Tech Debt and Pragmatism
The judgment test. Can you ship fast when speed matters, say no to over-engineering, AND make the case for paying down debt when it's earning interest - or do you have a single mode?
About this theme
What interviewers are evaluating
- →Do you have all three modes (ship fast, decline gold-plating, pay down debt), or just one?
- →Can you articulate the heuristic you used to decide which mode the situation called for?
- →When you shipped fast and rough, did you flag the debt explicitly and track it - or did you abandon it?
- →When you declined to over-engineer, did you make the case with concrete reasoning about future cost - or just say no?
- →When you paid down debt, did you justify the investment with concrete data, or did you just rewrite because the code was ugly?
- →Did you respect the prior engineers' decisions when paying down debt, or assume they were idiots?
- →At senior+ levels: did you generalize the heuristic into a team norm or planning input?
- →Did the trade-off you made hold up over time, or did the debt become a real problem you had to revisit?
Common prompts
Variations on these are asked at every level. Have a story pre-loaded for at least three of them.
- ?Tell me about a time you shipped something rough on purpose to hit a deadline.
- ?Describe a situation where you declined to over-engineer something. How did you make the call?
- ?Walk me through a time you justified paying down significant tech debt.
- ?Tell me about a time you disagreed with a teammate about whether to ship fast or do it right.
- ?Describe a time the rough version you shipped came back to bite you.
- ?Walk me through how you decide between the quick fix and the proper fix.
- ?Tell me about a time you inherited a system with significant debt. What did you do?
- ?Describe a time you had to push back on a refactoring proposal that wasn't worth doing.
Sample STAR answers
Both strong and weak examples, with notes on what makes each work (or fail). Read the weak examples carefully - the patterns they show up are the ones interviewers are trained to spot.
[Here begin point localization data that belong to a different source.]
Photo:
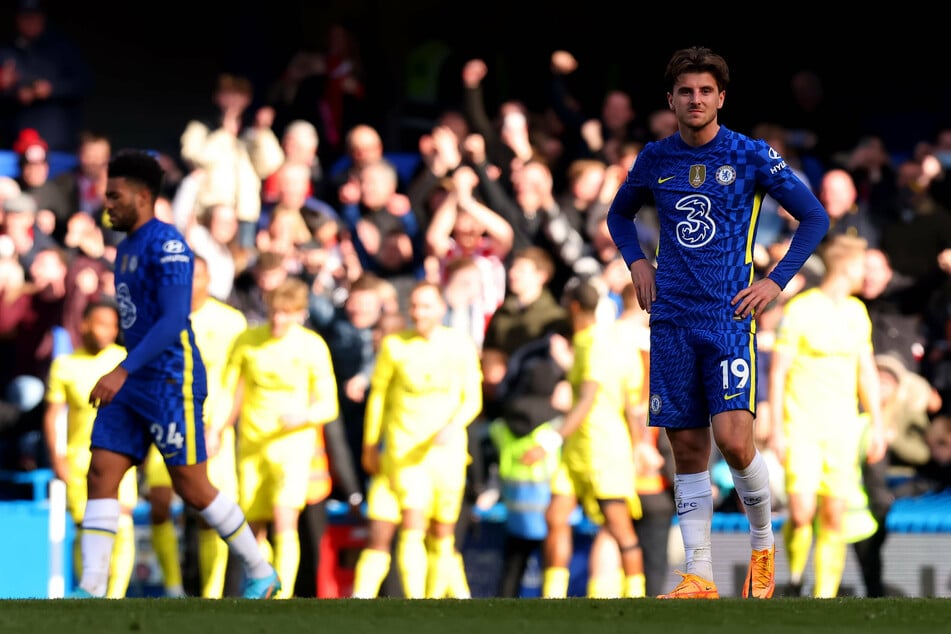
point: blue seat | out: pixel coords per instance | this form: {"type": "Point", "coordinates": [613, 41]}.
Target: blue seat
{"type": "Point", "coordinates": [9, 163]}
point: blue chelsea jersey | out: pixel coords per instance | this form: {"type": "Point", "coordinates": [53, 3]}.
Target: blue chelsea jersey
{"type": "Point", "coordinates": [150, 258]}
{"type": "Point", "coordinates": [708, 201]}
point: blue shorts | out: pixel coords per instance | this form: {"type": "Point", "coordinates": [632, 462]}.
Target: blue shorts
{"type": "Point", "coordinates": [173, 422]}
{"type": "Point", "coordinates": [696, 374]}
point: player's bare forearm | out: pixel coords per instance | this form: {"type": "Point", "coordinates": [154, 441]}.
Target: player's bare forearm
{"type": "Point", "coordinates": [644, 276]}
{"type": "Point", "coordinates": [755, 298]}
{"type": "Point", "coordinates": [108, 386]}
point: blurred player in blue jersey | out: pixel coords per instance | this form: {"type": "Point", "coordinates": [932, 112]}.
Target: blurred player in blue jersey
{"type": "Point", "coordinates": [156, 394]}
{"type": "Point", "coordinates": [707, 183]}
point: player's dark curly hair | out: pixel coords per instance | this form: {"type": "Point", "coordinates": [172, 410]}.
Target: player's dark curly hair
{"type": "Point", "coordinates": [697, 59]}
{"type": "Point", "coordinates": [138, 166]}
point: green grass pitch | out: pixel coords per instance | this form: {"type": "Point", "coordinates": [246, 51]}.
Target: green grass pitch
{"type": "Point", "coordinates": [492, 616]}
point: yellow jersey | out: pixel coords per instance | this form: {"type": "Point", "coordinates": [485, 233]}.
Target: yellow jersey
{"type": "Point", "coordinates": [281, 375]}
{"type": "Point", "coordinates": [418, 385]}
Strong: Shipped a deliberately rough v1, paid down later
- Situation
- I was the lead engineer on a fraud-rule engine for a payments company. We had a 5-week window to ship something before a known fraud-ring escalation hit the platform. The 'right' design was a config-driven rule engine with hot-reload, audit log, and dry-run testing. The estimated build time was about 10 weeks.
- Task
- I had to decide between the right design at 10 weeks (which would miss the fraud window and likely cost us $300-500K in fraud losses) and a rougher version that could land in 5. The temptation in both directions was real: my tech lead instinct wanted the right design; the deadline wanted the hack.
- Action
- I sketched the rough version explicitly, then made the case for it in writing. The rough version: rules were hardcoded in a single file, deploy-required to update, no audit log (just git history), no dry-run mode. To compensate, I designed three guardrails: (1) Every rule had an explicit 'enabled' boolean and a 'shadow_mode' boolean, so we could push a rule live in shadow first and check the metrics before flipping enabled. (2) Every rule emitted a structured log event we could query - that gave us audit-via-query even without a proper audit log. (3) I wrote a one-page 'this is the rough version, here's what's missing, here's the deferred work' doc and added it to the on-call runbook so the next engineer would understand the seams. I shared the proposal with my EM and the security review. Security pushed back on no-audit-log; I walked them through the structured-log approach and showed a query that produced an audit-equivalent view. They accepted it as an interim posture with the deferred work tracked. I shipped in 4.5 weeks. The fraud-ring detection went live in shadow on day 32, we validated the metrics for 3 days, and turned it on day 35. We blocked an estimated $420K of fraud in the first month. Six months later, I came back and built the full rule engine - now with real load data, real query patterns, and three engineers' worth of operational experience telling us which abstractions actually mattered. The v2 was about 40% smaller in scope than what I'd originally planned because I'd learned which features didn't matter.
- Result
- Direct outcome: we hit the fraud window and blocked $420K of fraud in month one. The deferred work was tracked, paid down, and the v2 shipped 7 months in. The deeper outcome: shipping the rough version with explicit guardrails (shadow mode, structured logs, deferred-work doc) meant the debt was visible and bounded, not invisible and growing. I learned that the difference between 'shipped fast' and 'shipped fast and accumulated debt I'll regret' is whether the seams are documented and the deferred work is tracked. I now write a 'what's deferred' note as part of any rushed launch - it's the single highest-leverage habit I have around tech debt.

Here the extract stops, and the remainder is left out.